There has been a very important change in U.S. Housing and Urban Development (HUD): they have changed the definition of "foreclosed". Below I have copied the definition of "foreclosed", as well as "abandoned", from their website (you can check it out for yourself).
WHY IS THIS IMPORTANT YOU MAY ASK?
I recently heard from one of my clients whose lender told him his house was "foreclosed," when in fact, the foreclosure process had not yet been completed. This is important because a homeowner, who may have been denied a loan modification by their lender, to avoid foreclosure, has the option to short sale their home. [For those who do not know: a short sale is when the homeowner's lender accepts a payoff amount less than what is owed on the mortgage.]
By law, lenders will be able to tell their borrowers who are late in their mortgage payments, that their home is "foreclosed." It will be crucial for homeowners/borrowers to verify, outside the information given by their lender, where they are in the foreclosure process. Please do not be fooled by this change in definition.
THE FOLLOWING IS FROM THE U.S. HOUSING AND URBAN DEVELOPMENT (HUD) WEBSITE:
HUD previously defined the term foreclosed to apply only to properties where the foreclosure process was completed. Local communities suggested this narrow definition was not a good fit for market conditions since many properties were lingering in the foreclosure process and beyond the reach of NSP. The original definition limited a grantee's ability to intervene strategically when a lender initiates but does not complete foreclosure, or where a default is allowed to linger. In addition, many lenders are transferring properties to aggregators or loan servicers, which then arrange for final disposition.

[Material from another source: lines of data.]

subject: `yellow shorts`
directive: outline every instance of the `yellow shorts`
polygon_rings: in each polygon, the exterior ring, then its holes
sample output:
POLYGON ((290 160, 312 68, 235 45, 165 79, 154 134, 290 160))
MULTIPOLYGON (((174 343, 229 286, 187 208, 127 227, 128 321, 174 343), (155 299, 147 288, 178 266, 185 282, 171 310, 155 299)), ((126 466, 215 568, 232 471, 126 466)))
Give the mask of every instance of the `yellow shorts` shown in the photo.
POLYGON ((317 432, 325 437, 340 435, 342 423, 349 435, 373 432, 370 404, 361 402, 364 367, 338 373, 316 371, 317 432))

In some of these cases, the previous policy did not consider the properties to retain their foreclosed status after title is transferred to the aggregator or servicer.
Properties will now be eligible for NSP assistance if any of the following conditions apply: The property is at least 60 days delinquent on its mortgage and the owner has been notified; or the property owner is 90 days or more delinquent on tax payments; or under state or local law, foreclosure proceedings have been initiated or completed; or foreclosure proceedings have been completed and title has been transferred to an intermediary aggregator or servicer that is not an NSP grantee, subrecipient, developer, or end user.
When the NSP program was originally designed following passage of the Housing and Economic Recovery Act of 2008, the term abandoned was defined as a property that had been foreclosed upon and was vacant for at least 90 days. This definition effectively excludes properties abandoned by owners but where tenants are still in place thereby precluding local communities from assisting the properties with NSP funding or protecting the tenants' occupancy. HUD determined this limitation was a substantial barrier to the preservation of existing affordable housing.
To address this limitation, HUD is expanding the definition of an abandoned property to include homes where no mortgage or tax payments have been made by the property owner for at least 90 days or a code enforcement inspection has determined that the property is not habitable and the owner has taken no corrective actions within 90 days of notification of the deficiencies.